According to numbers released by the White House, US inflation slowed marginally to 3.2% in October against 3.7 basis points in September. President Joe Biden took credit for easing supply-chain pressures and lowering inflation ahead of the holiday shopping season. “We know the prices are still too high for too many things, that times are still too tough for too many families,” Biden said Monday at the White House. “We’ve made progress, but we have more work to do.”
On Thursday, Biden tweeted, “Let me be clear to any corporation that hasn’t brought their prices back down even as inflation has come down: It’s time to stop the price gouging.

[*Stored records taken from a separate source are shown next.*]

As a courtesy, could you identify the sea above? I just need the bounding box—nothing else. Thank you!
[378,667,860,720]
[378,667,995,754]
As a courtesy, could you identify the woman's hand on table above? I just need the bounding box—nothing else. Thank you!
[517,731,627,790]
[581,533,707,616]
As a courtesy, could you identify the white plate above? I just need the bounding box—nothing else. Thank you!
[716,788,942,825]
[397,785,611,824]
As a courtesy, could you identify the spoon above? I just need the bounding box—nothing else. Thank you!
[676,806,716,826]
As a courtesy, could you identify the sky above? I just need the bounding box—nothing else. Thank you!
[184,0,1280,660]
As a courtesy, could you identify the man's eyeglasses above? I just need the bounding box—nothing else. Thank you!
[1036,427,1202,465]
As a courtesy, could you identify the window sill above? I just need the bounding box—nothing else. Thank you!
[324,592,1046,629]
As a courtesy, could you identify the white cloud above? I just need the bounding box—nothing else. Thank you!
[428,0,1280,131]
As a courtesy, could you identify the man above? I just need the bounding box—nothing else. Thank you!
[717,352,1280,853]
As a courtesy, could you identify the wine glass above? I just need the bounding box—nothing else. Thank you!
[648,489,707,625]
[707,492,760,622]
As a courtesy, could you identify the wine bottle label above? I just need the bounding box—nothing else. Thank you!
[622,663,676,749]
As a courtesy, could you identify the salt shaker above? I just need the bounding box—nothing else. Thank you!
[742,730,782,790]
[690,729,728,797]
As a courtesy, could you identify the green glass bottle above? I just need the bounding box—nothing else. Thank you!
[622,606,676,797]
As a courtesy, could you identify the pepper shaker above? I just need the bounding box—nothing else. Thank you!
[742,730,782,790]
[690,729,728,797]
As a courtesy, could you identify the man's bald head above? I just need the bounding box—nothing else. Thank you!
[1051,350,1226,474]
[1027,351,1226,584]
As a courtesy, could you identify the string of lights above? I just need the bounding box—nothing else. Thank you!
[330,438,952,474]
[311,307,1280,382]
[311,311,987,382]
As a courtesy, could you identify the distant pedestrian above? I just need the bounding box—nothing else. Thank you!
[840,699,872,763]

Give American consumers a break.” Followed by another post, “Investments we're making spurred by the Inflation Reduction Act are going to communities that historically get left behind. When I took office, I vowed I’d be president for all Americans, and we're delivering on that promise.”
The social media platform has added “Community Notes” to three of Biden’s tweets in the recent weeks, providing context and corrections from other sources.
This time the X community post read - “Readers added context they thought people might want to know. As long as the inflation rate is positive, prices are increasing. The fact that inflation has come down to 3.2% in October means that prices are still going up, albeit at a slower rate than before.”
Several users pointed out that inflation is not down, it's just rising at a lower rate. The US Bureau of Labor Statistics shows that the average earnings of Americans were better during Donald Trump's time at the White House.
Amy Nixon wrote, "This will be studied in an economics class someday:
What part of this tweet is unclear?
A. His understanding of inflation
B. His understanding of disinflation
C. His understanding of deflation
D. All of the above"
This isn't for the first time Biden is facing criticism for celebrating ‘price cooling’ a bit too soon. Earlier this year the US President had tweeted that “America is not a deadbeat nation. We have never, ever failed to pay our debt. But MAGA Republicans are engaged in reckless hostage-taking by threatening to force America into default. It’s dangerous and wrong.”
However, X users pointed out that the U.S. has defaulted on its debt several times in history, most recently in 1979. A Community Note added to Biden’s tweet listed the occasions where the country failed to honor its obligations, contradicting his claim.
Netizens tore into Biden's “fact”
On Wednesday, Biden tweeted that “Let me give you the facts. In 2020, 55 corporations made $40 billion and paid zero in federal taxes.” He was referring to his Inflation Reduction Act, which imposed a minimum tax on corporations with average pre-tax earnings greater than $1 billion.
But another Community Note clarified that of the 55 corporations mentioned by Biden, only 14 had earnings greater than $1 billion and would be eligible under his tax law. The note also cited a report from the Institute on Taxation and Economic Policy, which found that the effective tax rate for the 55 corporations was 8.5%, not zero.
X’s ‘fact-checking’ of Biden comes amid a tense standoff between Democrats and Republicans over the debt ceiling, which is the legal limit on how much the federal government can borrow. The U.S. Treasury Department has warned that it will run out of money to pay its bills by December 15, unless Congress raises the debt limit.
Biden has accused Republicans of playing “Russian roulette” with the economy, while Republicans have blamed Democrats for spending too much and causing inflation. Both parties have been using social media to rally their supporters and attack their opponents.